What A 19th Century Campaign To Declare Mormons ‘Non-White’ Tells Us About Modern Islamophobia

I find this argument to be very farfetched. I'd like to hear from some historians on the matter, but my general impression is that Reeve is taking some very obscure elements of the history and applying them out of context, making them appear more prevalent and significant than they actually were.

Like this Mormon Elder-Berry cartoon. There is no explanation provided for this, so it's a lot of speculation as to what meaning the artist was actually going for. Either way one cartoon in a random magazine hardly establishes a pattern. By comparison we see political cartoons all around us. This past week for example major newspapers ran articles and cartoons characterizing GOP voters as "mindless zombies" and "racists."

Democrats and Republicans are calling each other "racists" all the time. Does that make the characterization true? Does it mean the target of the characterization accepts the label as being true, that it influences their behavior? No. It might, but I don't see very many Republicans being all too concerned with what Democrats think of them. In fact, the very act of calling GOP voters "racist" seems to have the opposite effect, making them want to vote for someone like Trump even more just to give Democrats the finger.

Reverse racism is a kind of polemical and rhetorical tactic. And I tend to think that's all this really is. Reeve has identified a relative handful of examples where such tactics were employed against Mormons, but I don't find the argument compelling that these examples represent the widespread culture.

Humans by nature are tribal. We form into all kinds of groups, ethnic, cultural, religious, political, whatever. Mormons in the 19th century, even still today, were very insular. Like a bull in a china shop they rolled into areas and took them over. Nauvoo went from this sparely populated rural community to a city larger than Chicago overnight. The people native to the area were not happy to be suddenly overrun like that. And can one blame them?

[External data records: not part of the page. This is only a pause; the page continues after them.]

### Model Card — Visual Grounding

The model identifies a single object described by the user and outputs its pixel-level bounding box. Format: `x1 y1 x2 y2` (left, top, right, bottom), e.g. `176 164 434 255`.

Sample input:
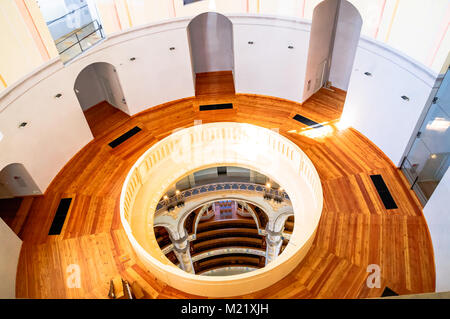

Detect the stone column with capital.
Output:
266 228 283 265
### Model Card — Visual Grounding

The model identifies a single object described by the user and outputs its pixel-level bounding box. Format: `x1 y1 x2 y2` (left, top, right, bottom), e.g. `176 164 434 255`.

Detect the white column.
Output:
169 231 195 274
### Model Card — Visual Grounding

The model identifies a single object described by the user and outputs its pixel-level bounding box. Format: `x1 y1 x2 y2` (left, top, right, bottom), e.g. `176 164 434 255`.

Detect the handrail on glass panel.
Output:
55 20 102 47
47 4 88 26
58 20 104 58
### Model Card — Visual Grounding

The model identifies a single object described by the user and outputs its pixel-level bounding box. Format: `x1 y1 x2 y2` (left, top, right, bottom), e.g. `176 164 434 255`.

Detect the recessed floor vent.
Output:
293 114 323 128
370 175 398 209
200 103 233 111
108 126 141 148
381 287 398 297
48 198 72 235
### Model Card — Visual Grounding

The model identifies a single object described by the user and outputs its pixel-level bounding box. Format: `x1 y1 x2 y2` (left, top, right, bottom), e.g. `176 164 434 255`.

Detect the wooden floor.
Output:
16 74 435 298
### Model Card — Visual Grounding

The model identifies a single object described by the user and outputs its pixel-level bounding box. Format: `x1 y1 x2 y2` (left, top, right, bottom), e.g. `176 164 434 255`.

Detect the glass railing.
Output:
401 67 450 205
55 20 104 63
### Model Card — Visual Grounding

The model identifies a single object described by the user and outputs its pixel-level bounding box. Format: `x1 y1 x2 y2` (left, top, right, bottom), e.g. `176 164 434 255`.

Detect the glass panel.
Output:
38 0 103 62
402 67 450 203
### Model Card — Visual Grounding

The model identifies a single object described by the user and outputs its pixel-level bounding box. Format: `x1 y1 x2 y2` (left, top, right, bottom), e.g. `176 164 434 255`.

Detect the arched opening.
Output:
303 0 362 101
187 12 235 96
0 163 42 234
74 62 129 137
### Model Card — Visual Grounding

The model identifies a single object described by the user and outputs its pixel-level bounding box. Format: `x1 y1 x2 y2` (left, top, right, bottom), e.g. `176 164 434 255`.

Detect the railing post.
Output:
75 32 83 52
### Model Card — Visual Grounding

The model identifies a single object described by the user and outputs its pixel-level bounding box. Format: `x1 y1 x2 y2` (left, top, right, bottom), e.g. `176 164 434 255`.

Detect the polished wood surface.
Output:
16 75 435 298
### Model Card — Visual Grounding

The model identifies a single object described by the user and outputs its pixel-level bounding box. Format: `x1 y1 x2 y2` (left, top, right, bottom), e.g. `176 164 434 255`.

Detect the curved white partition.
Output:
120 123 323 297
0 14 437 192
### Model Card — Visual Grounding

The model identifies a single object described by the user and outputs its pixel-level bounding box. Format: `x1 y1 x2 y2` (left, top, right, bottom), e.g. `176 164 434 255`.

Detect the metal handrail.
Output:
55 20 101 45
156 182 290 213
47 4 88 26
59 24 103 54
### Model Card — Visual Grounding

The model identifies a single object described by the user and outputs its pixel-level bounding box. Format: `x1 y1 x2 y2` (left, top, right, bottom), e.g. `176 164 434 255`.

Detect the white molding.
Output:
0 14 440 112
358 36 439 87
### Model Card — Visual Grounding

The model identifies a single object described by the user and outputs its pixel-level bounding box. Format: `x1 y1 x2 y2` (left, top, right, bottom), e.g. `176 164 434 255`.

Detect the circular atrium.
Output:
0 0 450 304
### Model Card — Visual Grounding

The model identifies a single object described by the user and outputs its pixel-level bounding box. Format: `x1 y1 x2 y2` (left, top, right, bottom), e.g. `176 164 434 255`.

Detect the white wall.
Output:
0 15 442 196
74 65 106 111
329 1 362 91
423 169 450 292
0 218 22 299
0 163 42 198
74 62 129 114
93 63 129 114
341 37 437 166
230 16 309 102
188 12 234 73
0 19 195 191
302 0 339 102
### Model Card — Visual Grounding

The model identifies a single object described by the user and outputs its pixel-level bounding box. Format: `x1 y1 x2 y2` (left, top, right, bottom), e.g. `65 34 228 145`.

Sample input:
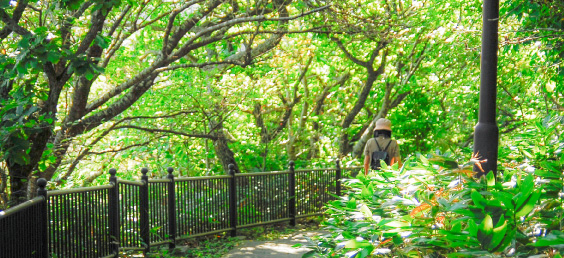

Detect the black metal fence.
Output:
0 160 362 257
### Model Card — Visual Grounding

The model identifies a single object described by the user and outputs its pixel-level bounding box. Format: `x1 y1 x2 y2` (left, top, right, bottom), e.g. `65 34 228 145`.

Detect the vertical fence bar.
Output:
139 168 151 254
228 164 237 237
37 178 49 258
108 168 120 257
288 161 296 227
335 160 343 196
166 167 176 250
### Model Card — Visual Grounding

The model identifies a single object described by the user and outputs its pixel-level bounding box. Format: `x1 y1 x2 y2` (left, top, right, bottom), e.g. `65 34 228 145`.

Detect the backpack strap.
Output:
374 138 384 151
384 139 392 152
374 138 392 152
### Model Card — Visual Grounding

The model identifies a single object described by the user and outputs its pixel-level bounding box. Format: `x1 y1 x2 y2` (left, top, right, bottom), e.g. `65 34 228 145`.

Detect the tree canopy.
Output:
0 0 564 205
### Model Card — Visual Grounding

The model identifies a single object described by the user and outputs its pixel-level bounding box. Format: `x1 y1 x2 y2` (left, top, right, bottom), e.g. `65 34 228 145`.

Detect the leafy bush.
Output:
304 149 564 257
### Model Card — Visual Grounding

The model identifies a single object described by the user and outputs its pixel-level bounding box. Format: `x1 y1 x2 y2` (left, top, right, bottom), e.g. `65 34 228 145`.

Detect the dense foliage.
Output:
304 117 564 258
0 0 564 211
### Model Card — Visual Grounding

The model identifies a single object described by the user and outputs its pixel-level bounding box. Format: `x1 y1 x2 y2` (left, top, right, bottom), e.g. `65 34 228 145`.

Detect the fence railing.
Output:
0 163 362 257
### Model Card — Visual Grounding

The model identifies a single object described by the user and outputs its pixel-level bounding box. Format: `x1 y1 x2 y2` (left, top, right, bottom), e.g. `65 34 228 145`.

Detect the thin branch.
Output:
331 37 369 69
114 125 218 140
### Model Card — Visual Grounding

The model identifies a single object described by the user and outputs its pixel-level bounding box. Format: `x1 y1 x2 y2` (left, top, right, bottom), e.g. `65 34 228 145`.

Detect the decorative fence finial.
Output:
166 167 174 179
110 168 117 176
37 178 47 190
227 164 235 175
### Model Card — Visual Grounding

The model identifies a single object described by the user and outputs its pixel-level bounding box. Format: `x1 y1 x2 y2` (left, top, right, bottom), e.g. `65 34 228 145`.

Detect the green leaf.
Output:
533 230 564 247
341 239 372 248
471 189 487 209
490 218 507 251
486 171 495 187
360 203 372 218
515 191 541 217
347 198 356 209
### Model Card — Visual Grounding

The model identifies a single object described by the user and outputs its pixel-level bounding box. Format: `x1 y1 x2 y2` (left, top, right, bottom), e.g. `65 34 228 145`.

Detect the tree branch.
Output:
114 125 218 140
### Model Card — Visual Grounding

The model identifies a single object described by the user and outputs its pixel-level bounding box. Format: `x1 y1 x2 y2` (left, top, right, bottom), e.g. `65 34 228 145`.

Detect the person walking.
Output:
364 118 401 175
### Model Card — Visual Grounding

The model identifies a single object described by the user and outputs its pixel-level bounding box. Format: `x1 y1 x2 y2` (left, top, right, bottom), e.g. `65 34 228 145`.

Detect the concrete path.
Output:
223 230 328 258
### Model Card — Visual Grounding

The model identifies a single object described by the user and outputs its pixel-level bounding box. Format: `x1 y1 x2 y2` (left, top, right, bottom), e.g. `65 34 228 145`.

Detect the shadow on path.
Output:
223 230 329 258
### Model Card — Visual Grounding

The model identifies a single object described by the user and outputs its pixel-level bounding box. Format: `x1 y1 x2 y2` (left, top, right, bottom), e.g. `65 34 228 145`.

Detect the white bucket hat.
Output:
374 118 392 132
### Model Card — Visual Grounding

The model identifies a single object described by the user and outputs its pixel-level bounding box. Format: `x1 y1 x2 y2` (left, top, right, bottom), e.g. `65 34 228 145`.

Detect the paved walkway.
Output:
223 230 328 258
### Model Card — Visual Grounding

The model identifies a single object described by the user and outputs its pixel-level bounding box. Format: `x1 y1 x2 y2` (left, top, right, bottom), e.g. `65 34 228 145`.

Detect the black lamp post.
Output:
474 0 499 177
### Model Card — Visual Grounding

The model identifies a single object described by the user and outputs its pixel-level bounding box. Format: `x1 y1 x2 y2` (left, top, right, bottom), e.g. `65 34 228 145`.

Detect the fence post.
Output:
166 167 176 250
228 164 237 237
139 168 151 254
288 161 296 227
37 178 49 258
335 160 343 196
108 168 120 257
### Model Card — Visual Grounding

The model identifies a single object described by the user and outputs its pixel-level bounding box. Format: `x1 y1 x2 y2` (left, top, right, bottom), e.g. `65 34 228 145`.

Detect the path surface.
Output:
223 230 328 258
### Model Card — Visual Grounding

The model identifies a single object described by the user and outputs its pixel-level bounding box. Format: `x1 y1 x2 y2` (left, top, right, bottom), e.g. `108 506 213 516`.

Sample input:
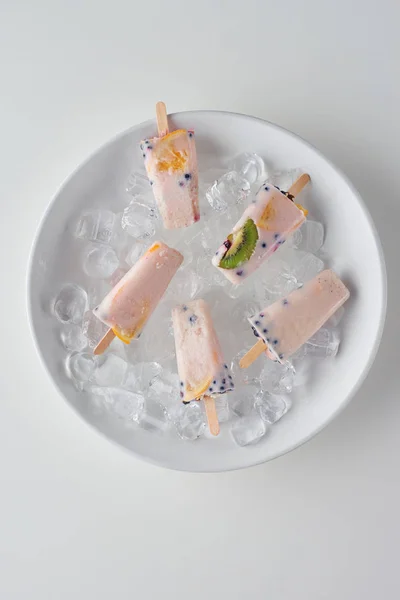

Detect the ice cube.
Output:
82 310 108 349
90 386 145 422
149 369 180 412
254 392 292 425
125 242 146 267
306 327 340 358
74 209 116 244
293 219 324 253
266 169 302 192
285 248 324 283
88 279 111 308
60 323 87 352
82 246 119 279
109 267 128 288
231 152 265 185
91 352 128 387
231 411 268 446
66 352 97 384
53 283 88 325
260 359 295 394
229 384 260 417
138 397 170 431
206 171 250 213
121 201 156 240
215 394 231 423
174 401 206 440
124 362 162 394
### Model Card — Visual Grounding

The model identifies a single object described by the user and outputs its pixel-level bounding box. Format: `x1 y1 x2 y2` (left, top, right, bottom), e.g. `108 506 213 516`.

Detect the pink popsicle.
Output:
93 242 183 344
212 178 309 284
140 129 200 229
249 269 350 362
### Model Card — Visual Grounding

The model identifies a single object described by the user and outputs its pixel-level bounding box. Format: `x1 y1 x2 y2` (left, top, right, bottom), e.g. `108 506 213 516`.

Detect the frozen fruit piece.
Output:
212 176 306 283
140 129 200 229
219 219 258 269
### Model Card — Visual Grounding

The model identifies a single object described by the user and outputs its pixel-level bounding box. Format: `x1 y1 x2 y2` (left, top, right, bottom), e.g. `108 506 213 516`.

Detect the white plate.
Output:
28 111 386 471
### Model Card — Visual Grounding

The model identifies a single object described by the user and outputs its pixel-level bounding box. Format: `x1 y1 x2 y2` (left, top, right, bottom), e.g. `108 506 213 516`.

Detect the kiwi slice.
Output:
219 219 258 269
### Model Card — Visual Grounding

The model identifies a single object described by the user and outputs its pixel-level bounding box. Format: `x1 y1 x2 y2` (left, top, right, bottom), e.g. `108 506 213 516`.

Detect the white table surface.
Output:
0 0 400 600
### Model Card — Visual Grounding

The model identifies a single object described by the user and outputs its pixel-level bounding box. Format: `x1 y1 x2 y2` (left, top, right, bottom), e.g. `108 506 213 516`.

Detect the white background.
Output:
0 0 400 600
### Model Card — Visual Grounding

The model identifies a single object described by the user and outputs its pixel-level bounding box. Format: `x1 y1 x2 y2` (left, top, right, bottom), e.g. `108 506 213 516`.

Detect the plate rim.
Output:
25 109 387 473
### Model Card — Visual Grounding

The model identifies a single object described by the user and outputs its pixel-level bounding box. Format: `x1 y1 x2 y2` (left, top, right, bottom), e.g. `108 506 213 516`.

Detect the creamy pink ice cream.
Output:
212 184 305 284
172 300 234 402
140 129 200 229
249 269 350 362
93 242 183 344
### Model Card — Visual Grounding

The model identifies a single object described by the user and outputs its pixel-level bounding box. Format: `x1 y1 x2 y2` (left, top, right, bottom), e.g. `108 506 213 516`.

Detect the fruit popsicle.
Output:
93 242 183 344
241 269 350 366
212 174 310 284
172 299 235 433
140 103 200 229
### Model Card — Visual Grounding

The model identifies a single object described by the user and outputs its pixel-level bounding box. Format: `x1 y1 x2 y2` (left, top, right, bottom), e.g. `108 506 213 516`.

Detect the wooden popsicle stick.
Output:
239 173 311 369
239 340 265 369
156 102 169 137
287 173 311 197
204 396 220 435
93 329 115 355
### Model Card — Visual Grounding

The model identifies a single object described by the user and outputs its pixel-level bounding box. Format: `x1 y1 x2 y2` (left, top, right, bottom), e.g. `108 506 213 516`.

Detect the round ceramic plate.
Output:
28 111 386 471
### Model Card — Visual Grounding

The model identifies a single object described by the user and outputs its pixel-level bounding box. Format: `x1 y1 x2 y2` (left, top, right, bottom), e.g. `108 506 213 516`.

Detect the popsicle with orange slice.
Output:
172 299 234 435
140 102 200 229
212 173 310 284
93 242 183 354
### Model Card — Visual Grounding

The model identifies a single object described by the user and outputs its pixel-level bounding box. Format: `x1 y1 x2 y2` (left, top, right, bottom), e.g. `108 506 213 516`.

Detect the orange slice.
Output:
185 377 212 400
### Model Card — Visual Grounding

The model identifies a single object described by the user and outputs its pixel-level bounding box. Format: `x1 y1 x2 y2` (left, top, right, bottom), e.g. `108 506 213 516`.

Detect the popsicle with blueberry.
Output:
93 242 183 354
172 299 234 435
240 269 350 368
140 102 200 229
212 173 310 284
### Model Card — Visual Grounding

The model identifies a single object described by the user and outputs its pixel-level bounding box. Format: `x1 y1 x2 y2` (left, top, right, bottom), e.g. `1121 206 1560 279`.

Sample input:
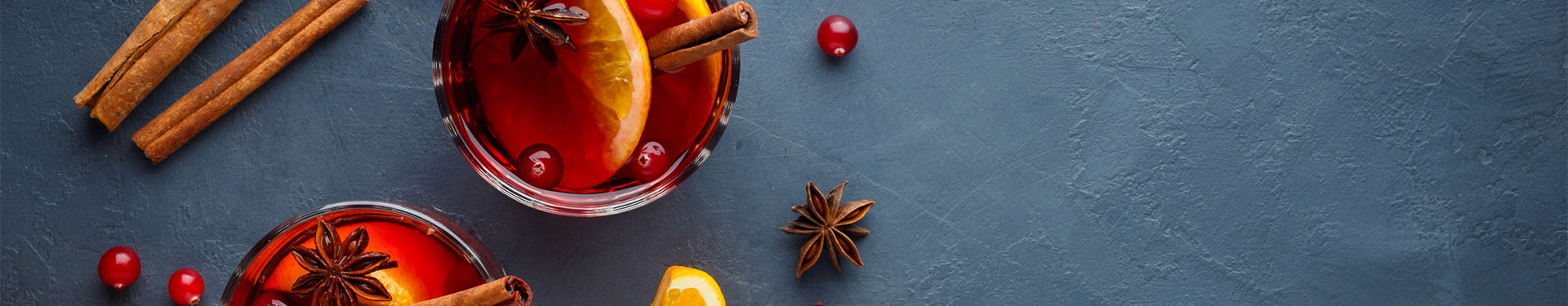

Mormons essentially did to 19th century Americans what the American frontiersmen did to the Native Americans. In the church is this attitude that early mormons were innocent victims of persecution, but when I read the raw history of the early mormons I see a different picture. Yes, there are some examples that seem to fit that characterization of innocence, but on the whole, Mormons had it coming. They were like a 19th century American version of ISIS.

Founder Joseph Smith famously ran for president of the United States in 1844 as a way to help legitimize the views of his people

What an absurd misrepresentation of that history. Joseph Smith declared himself to be king of the world and formed an army (nauvoo legion) that was 1/3 the size of the US Army at the time that he appointed himself the "Lieutenant General" of. He rode around wearing a gaudy military uniform, etc. When you look at what he did in context he looks like a total nut job with literally insane delusions of grandeur.

He wasn't trying to wage a 19th century version of the sappy "I'm a mormon" media campaign, he was no-joke trying to take over the country. There was talk of secession and all sorts of cray cray. He was exploring the idea of moving to Texas and forming a Mormon Republic there. Brigham Young wanted to join up with the confederates but didn't when Lincoln threatened to go after him over polygamy. Lincoln essentially agreed to allow polygamy in exchange for the mormons remaining neutral in the civil war.